I experienced consistent bot sign ups until the honeypot was installed. Bots were initially thwarted, then able to outsmart my simple honeypot.
Making it more complicated with a timestamp validation and several different honeypot fields made the largest difference.
Email confirmation
I have some evidence of bot registrations that were able to confirm the email, but maybe 95% do not. I found this when sign ups were open for a period and did not require confirmation.

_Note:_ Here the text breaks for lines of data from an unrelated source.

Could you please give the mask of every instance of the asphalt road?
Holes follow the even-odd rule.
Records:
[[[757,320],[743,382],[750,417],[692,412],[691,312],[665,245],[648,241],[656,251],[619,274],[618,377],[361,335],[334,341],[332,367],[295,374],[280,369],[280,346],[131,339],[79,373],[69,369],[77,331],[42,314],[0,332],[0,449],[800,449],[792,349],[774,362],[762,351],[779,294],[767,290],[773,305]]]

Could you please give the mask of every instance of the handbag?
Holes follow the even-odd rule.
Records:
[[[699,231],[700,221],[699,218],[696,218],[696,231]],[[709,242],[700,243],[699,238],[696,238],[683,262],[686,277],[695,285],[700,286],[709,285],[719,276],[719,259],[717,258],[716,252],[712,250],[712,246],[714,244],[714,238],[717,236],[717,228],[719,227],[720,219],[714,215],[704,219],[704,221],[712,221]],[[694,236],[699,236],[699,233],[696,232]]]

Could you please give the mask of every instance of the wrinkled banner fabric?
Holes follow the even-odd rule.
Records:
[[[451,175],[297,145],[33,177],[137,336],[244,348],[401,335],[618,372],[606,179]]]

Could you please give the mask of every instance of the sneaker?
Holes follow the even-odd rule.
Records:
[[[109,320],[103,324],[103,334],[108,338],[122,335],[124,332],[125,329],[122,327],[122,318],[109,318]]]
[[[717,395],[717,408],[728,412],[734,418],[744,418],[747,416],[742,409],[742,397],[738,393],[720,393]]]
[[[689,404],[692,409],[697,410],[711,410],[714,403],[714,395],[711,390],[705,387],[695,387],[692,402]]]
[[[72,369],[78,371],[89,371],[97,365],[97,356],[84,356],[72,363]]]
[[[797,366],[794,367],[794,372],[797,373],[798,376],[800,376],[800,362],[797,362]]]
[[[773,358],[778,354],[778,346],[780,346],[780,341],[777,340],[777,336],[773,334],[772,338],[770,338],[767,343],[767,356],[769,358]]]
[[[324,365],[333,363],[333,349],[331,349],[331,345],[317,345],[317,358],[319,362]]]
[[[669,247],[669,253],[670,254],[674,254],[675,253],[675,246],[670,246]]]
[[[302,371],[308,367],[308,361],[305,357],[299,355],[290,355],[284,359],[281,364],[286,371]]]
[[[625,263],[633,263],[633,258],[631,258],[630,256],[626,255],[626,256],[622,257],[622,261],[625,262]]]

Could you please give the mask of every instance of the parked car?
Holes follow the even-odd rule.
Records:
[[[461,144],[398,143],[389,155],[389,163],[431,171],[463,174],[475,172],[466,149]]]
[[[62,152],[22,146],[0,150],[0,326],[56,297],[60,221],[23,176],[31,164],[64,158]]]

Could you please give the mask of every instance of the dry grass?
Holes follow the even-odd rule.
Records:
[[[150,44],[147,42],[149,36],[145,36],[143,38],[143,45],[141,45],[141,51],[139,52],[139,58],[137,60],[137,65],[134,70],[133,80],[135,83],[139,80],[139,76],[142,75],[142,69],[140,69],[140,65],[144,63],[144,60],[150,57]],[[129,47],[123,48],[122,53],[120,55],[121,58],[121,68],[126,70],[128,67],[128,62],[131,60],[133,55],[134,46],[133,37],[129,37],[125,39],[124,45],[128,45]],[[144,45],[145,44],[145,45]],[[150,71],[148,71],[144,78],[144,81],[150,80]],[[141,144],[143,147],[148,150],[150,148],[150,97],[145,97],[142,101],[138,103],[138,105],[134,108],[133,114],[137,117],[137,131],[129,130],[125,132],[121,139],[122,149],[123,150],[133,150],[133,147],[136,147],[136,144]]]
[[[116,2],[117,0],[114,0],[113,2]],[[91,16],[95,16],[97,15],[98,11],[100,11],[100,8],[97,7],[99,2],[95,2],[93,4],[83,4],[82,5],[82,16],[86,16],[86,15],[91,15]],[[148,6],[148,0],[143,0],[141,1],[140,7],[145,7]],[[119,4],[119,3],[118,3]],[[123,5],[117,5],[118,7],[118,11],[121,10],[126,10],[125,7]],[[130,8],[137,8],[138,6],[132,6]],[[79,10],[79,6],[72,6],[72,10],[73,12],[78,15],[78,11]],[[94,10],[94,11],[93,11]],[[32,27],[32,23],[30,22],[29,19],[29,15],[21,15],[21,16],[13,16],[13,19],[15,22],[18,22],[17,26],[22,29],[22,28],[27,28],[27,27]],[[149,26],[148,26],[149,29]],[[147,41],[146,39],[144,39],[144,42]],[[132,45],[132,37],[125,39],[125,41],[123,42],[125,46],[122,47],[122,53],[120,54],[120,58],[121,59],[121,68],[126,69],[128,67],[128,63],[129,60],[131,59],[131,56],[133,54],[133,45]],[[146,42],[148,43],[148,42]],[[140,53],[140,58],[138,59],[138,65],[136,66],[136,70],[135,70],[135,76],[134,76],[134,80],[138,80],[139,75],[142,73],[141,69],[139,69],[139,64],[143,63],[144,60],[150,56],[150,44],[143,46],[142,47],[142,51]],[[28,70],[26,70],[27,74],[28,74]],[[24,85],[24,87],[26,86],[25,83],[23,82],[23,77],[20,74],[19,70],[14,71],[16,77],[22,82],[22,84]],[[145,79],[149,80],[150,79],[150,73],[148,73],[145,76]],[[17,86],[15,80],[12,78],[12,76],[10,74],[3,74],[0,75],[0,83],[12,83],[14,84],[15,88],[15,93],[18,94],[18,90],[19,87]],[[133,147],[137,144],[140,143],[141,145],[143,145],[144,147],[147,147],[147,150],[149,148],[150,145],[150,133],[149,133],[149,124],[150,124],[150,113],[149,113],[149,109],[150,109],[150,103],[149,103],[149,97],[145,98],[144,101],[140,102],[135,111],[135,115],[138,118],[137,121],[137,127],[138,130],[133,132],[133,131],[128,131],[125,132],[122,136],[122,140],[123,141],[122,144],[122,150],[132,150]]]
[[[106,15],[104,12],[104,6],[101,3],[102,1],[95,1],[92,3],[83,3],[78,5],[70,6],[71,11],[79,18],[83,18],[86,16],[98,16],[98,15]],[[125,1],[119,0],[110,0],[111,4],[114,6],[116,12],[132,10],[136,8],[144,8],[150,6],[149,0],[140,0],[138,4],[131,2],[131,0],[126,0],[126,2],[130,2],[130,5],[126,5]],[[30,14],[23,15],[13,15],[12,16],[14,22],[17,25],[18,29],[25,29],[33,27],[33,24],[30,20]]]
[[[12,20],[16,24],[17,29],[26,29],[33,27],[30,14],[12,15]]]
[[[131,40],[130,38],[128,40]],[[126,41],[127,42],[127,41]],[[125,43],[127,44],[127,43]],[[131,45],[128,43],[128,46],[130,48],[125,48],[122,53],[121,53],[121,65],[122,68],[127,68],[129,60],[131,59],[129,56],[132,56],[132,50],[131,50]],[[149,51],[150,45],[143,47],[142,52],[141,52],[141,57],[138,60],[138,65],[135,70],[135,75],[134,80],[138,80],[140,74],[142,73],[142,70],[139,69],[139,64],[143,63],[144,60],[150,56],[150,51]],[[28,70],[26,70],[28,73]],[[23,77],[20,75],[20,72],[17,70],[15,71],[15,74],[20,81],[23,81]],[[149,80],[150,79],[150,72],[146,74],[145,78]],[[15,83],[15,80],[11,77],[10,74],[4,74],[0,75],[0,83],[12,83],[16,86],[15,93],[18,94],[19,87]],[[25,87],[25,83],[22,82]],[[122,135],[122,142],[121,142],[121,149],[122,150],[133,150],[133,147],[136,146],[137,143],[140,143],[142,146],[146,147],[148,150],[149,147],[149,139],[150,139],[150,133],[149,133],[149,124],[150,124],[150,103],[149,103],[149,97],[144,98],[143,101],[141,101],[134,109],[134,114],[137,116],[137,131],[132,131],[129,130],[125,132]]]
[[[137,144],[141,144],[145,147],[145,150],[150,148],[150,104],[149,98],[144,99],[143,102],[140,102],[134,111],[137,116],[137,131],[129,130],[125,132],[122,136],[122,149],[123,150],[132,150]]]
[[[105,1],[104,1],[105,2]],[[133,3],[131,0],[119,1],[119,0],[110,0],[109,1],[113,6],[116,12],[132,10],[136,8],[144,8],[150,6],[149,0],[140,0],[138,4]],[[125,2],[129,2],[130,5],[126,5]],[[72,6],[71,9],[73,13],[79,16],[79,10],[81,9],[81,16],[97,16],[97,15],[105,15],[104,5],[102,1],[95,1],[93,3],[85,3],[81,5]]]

What didn’t work against the bots?
Cloudflare
Surprisingly, I thought moving to Cloudflare for DNS and enabling their Bot Fight Mode would have been enough to stop the fraudulent sign ups.
In their defense:
- I’m on the free plan and perhaps paid is REALLY better for this
- Maybe better configuration of other settings would help
- My sites benefit in other ways from their anti-spam features, I’m grateful for that.
A simple honeypot
A single honeypot field was not enough. After a few weeks bots seemed to “figure it out” or get lucky by avoiding that field upon registration. I had to go back to study and push a more sophisticated honeypot.
Email address validation
Upon my non-expert manual visual review, most if not all of the thousands of bot sign ups seem to be associated with well-formed emails, I do not even see many “disposable” emails. Enhancing this slightly, as I did, or even more does not seem to matter much.
What’s next?
Better rate limiting with Solid Cache
Right now, I’m using MemoryStore as my production cache which I’ve read has drawbacks, especially for rate limiting IPs.
If I understand correctly, a user could duplicate their abuse on each active Ruby process, since each process does not have access to the others cache. A database-backed system avoids that by having a source of truth to reference that is durable and consistent.
An even MORE sophisticated honeypot
- Using randomized field names
- Using obscured field names via a “spinner”, or an MD5 hash
Positive CAPTCHa?
I wonder if my current semi-sophisticated honeypot will fail to be enough one day. The reCAPTCHA from Google is on my list if more advanced form of defense is needed but I’d rather not since it bothers the real people and it’s one more dependency.
Paid only or freemium?
Using a paywall to inhibit account creation seems like a win but aren’t there benefits of a free plan? Maybe a limited free plan with credit card validation as an additional measure?
Email address verification?
Proving an email address actually exists and can receive mail before accepting it is different and feels more promising to help avoid nonexistent registrants (phony emails).
Summary
When my new Rails 8 apps were exposed to the world wide web and made readily available, the spam bot bullies attacked and incessantly tried to knock my apps’ doors down.
I responded by learning their tricks, implementing simple and effective counter measures to avoid filling my database and email servers with their gibberish.
The result; an app made of glimmering ruby-colored bricks made much less-penetrable by the evil robots of the web.
Resources for anti-bot security
- “Securing Rails Applications” from the Ruby on Rails Guides.
- “Stopping spambots with hashes and honeypots” by Ned Batchelder - A more sophisticated negative CAPTCHA.
- “How To: Add :confirmable to Users” from heartcombo / devise.
- “Brute-Forcing Accounts” from the Ruby on Rails Guides, reviews the built-in rate-limiter to protect your registration and session forms.